They are both great tools. The Hyperstar C14 would be better for surveys (but plate scale will limit astrometry precision), the CDK better for photometry/astrometry. So it boils down to what you want to do and, imho, you already own a dream setup.
Aperture and sky quality are essential for a lot of what you could do. Now, before someone gets angry, smaller instruments also have a role to play, for example for lightcurves of objects too bright for bigger scopes.
There is one other aspect to consider as well: the processing pipeline and IT aspects. I have acquired 100+ GB of data over the last two nights. I was, among other things, going for relatively faint and fast (moving between 25" and 60" per minute) NEOs confirmation (I apparently failed, but have to look at the data more carefully).

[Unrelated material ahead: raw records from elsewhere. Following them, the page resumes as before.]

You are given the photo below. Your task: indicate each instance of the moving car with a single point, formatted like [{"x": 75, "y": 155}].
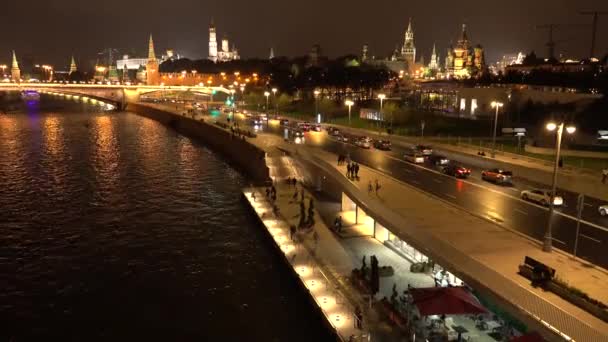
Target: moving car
[
  {"x": 383, "y": 145},
  {"x": 363, "y": 143},
  {"x": 413, "y": 156},
  {"x": 438, "y": 160},
  {"x": 342, "y": 138},
  {"x": 456, "y": 171},
  {"x": 542, "y": 197},
  {"x": 497, "y": 176},
  {"x": 425, "y": 150}
]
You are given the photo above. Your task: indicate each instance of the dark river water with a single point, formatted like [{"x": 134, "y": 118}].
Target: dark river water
[{"x": 114, "y": 227}]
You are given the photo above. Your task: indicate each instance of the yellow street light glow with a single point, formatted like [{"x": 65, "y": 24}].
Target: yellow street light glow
[{"x": 496, "y": 104}]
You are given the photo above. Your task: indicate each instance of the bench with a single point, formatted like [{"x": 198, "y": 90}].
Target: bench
[{"x": 536, "y": 270}]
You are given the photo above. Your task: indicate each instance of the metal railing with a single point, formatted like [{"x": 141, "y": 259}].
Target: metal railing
[{"x": 557, "y": 321}]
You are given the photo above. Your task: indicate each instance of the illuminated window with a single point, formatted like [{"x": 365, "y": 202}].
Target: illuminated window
[{"x": 473, "y": 106}]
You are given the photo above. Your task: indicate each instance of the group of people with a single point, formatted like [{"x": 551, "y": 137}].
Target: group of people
[
  {"x": 352, "y": 170},
  {"x": 271, "y": 193},
  {"x": 338, "y": 224}
]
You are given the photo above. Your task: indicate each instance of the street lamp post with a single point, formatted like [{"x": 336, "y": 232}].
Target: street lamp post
[
  {"x": 276, "y": 103},
  {"x": 266, "y": 94},
  {"x": 317, "y": 93},
  {"x": 497, "y": 105},
  {"x": 548, "y": 239},
  {"x": 381, "y": 97},
  {"x": 350, "y": 104}
]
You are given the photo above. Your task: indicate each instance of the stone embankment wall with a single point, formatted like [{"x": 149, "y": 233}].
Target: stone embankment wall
[{"x": 241, "y": 153}]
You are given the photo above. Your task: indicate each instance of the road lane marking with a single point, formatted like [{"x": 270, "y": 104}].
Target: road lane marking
[
  {"x": 521, "y": 212},
  {"x": 590, "y": 238},
  {"x": 504, "y": 194}
]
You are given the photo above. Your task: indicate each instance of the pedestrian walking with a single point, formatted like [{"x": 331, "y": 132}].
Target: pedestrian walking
[{"x": 292, "y": 232}]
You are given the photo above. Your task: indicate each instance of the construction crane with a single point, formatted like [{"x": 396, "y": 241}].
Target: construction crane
[
  {"x": 595, "y": 15},
  {"x": 550, "y": 43}
]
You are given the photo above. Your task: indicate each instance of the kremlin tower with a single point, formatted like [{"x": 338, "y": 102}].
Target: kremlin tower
[{"x": 152, "y": 72}]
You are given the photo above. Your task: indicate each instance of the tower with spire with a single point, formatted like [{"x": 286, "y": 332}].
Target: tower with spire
[
  {"x": 212, "y": 42},
  {"x": 152, "y": 72},
  {"x": 15, "y": 71},
  {"x": 73, "y": 67},
  {"x": 408, "y": 51}
]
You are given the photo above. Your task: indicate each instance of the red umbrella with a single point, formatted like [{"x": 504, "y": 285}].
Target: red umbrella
[
  {"x": 530, "y": 337},
  {"x": 446, "y": 301}
]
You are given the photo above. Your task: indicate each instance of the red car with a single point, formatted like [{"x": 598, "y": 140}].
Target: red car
[{"x": 457, "y": 171}]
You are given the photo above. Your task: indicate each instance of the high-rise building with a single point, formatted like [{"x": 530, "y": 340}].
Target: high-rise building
[
  {"x": 152, "y": 72},
  {"x": 408, "y": 51},
  {"x": 73, "y": 67},
  {"x": 225, "y": 54},
  {"x": 365, "y": 53},
  {"x": 434, "y": 64},
  {"x": 15, "y": 71}
]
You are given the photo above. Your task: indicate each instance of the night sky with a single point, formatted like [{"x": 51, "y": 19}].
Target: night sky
[{"x": 49, "y": 31}]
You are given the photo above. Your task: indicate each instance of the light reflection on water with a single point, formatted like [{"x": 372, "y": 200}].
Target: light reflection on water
[{"x": 114, "y": 227}]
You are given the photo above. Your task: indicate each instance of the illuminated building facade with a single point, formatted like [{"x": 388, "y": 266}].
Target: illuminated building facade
[
  {"x": 15, "y": 71},
  {"x": 226, "y": 53},
  {"x": 73, "y": 67},
  {"x": 464, "y": 61},
  {"x": 152, "y": 72}
]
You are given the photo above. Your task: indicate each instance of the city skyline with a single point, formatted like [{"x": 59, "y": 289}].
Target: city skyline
[{"x": 255, "y": 28}]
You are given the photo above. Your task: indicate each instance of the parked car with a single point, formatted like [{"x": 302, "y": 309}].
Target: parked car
[
  {"x": 497, "y": 176},
  {"x": 438, "y": 160},
  {"x": 457, "y": 171},
  {"x": 383, "y": 145},
  {"x": 542, "y": 197},
  {"x": 342, "y": 138},
  {"x": 413, "y": 156},
  {"x": 363, "y": 143},
  {"x": 424, "y": 149}
]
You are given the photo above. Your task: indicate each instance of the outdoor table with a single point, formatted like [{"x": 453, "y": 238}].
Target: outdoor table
[
  {"x": 492, "y": 325},
  {"x": 460, "y": 330}
]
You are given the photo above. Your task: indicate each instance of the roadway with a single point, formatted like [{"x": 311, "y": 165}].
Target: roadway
[{"x": 500, "y": 204}]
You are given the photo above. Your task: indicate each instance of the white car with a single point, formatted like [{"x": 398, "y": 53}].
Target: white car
[
  {"x": 413, "y": 157},
  {"x": 542, "y": 197}
]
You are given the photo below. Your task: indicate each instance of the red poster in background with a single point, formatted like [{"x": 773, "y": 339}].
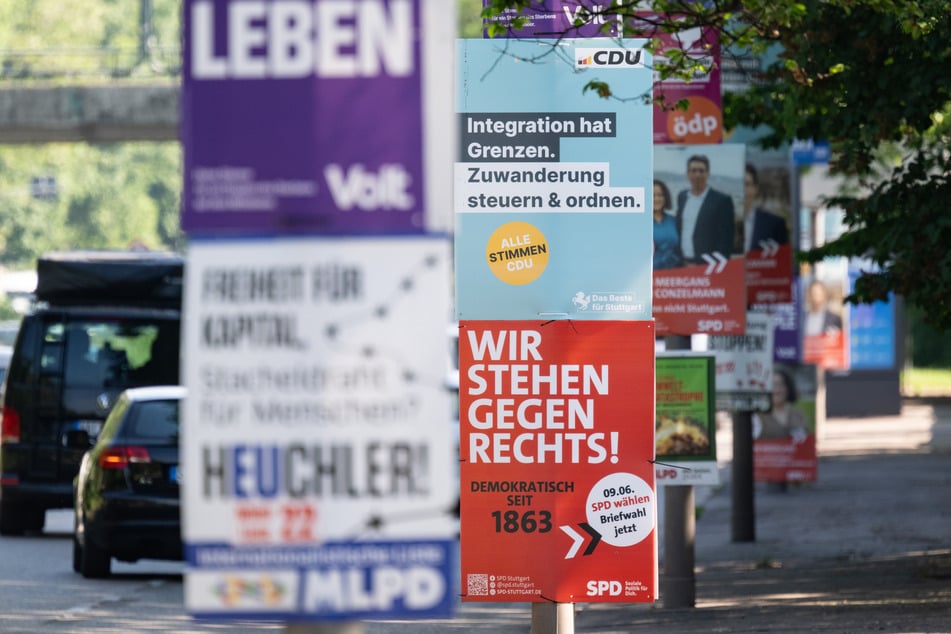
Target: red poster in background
[
  {"x": 785, "y": 460},
  {"x": 701, "y": 299},
  {"x": 769, "y": 274},
  {"x": 826, "y": 350},
  {"x": 558, "y": 500}
]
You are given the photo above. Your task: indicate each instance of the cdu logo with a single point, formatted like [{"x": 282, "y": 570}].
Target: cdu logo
[{"x": 608, "y": 58}]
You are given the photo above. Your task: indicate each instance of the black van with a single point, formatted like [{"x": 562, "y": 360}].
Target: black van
[{"x": 102, "y": 321}]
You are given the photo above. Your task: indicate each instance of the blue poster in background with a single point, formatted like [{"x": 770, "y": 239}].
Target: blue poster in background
[
  {"x": 871, "y": 332},
  {"x": 552, "y": 186}
]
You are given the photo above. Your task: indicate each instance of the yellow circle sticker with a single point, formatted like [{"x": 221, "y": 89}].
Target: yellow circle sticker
[{"x": 517, "y": 253}]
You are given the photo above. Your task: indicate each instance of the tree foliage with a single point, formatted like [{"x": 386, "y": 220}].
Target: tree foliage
[{"x": 871, "y": 77}]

Recovering a slow moving mag 20.5 is much easier than recovering a fast one, even if one discounts the uncertainty on the position. It boils down to how quickly you can reach your limiting mag and I definitely would have liked to have more aperture. My 3080 field laptop was barely able to keep up with the data flow, and only because I was limiting PA and speed range. If you are lucky enough to have many clear night and collect a ton of data doing stuff manually quickly becomes a chore. I am plagued with very poor skies, at most a couple of clear nights per month, 3 consecutive clear nights only once in the last four years, but if I had more the amount of data to process would be really insane.
https://www.minorpla...rm_tabular.html
But, fortunately, there are many other things you can do.